DEREGISTRATION OF SECURITIES
These Post-Effective Amendments (these “Post-Effective Amendments”) filed by SunOpta Inc. (the “Registrant”) relate to
the following registration statements on Form S-3 (together, the “Registration Statements”):
1. Registration Statement No. 333-180647, filed with the U.S. Securities and Exchange Commission
(the “Commission”) on April 10, 2012, as amended on June 25, 2012 and July 19, 2012, relating to the resale of up to 850,000 common shares, no par value, of the Registrant (the “Common Shares”) by a selling
security holder;
2. Registration Statement No. 333-109016, filed with the Commission on
September 22, 2003, as amended September 30, 2003, relating to the resale of up to 196,809 Common Shares by selling security holders;
3. Registration Statement No. 333-104423, filed with the Commission on April 10, 2003, as
amended July 14, 2003 and July 25, 2003, relating to the resale of up to 1,863,744 Common Shares by selling security holders;
4.
Registration Statement No. 333-83096, filed with the Commission on February 20, 2002, as amended February 27, 2002, relating to the resale of up to 4,250,000 Common Shares by selling security
holders;
5. Registration Statement No. 333-65656, filed with the Commission on July 23,
2001, as amended July 27, 2001 and August 15, 2001, relating to the resale of up to 5,358,794 Common Shares by selling security holders; and
6. Registration Statement No. 333-62388, filed with the Commission on June 6, 2001, as
amended June 21, 2001, relating to the resale of up to 112,500 Common Shares by a selling security holder.
On May 1, 2026,
pursuant to the Arrangement Agreement, dated February 6, 2026 (the “Arrangement Agreement”) by and among the Registrant, Pegasus BidCo B.V., a private company with limited liability incorporated under the laws of the Netherlands
(“Parent”), and 2786694 Alberta Ltd., a corporation formed under the laws of the Province of Alberta and a wholly-owned subsidiary of Parent (“Purchaser”), Purchaser acquired all of the issued and outstanding common shares of
the Company, including the common shares issuable on the exchange of the Company’s issued and outstanding shares of Series B-1 Preferred Stock, by way of a court-approved statutory plan of arrangement
under the Canada Business Corporations Act. As a result of the transactions contemplated by the Arrangement Agreement, the Registrant has terminated any and all offerings and sales of securities pursuant to the Registration Statements.
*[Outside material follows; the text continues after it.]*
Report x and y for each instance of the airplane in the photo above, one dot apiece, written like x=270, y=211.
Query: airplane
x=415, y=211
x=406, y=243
In accordance with the undertakings made by the Registrant in each of the Registration Statements to remove from registration, by means of a post-effective amendment, any of the securities of the Registrant registered under such Registration
Statement which remain unsold at the termination of the offering, the Registrant hereby terminates the effectiveness of the Registration Statements and removes from registration all of the securities that remain unsold under the Registration
Statements as of the date hereof, if any.
The Registrant is filing these Post-Effective Amendments to withdraw and remove from
registration all securities registered pursuant to the Registration Statements that remain unsold as of the date hereof. The Registration Statements are hereby amended, as appropriate, to reflect the deregistration of such securities. After giving
effect to these Post-Effective Amendments, there will be no remaining securities registered by the Registrant pursuant to the Registration Statements.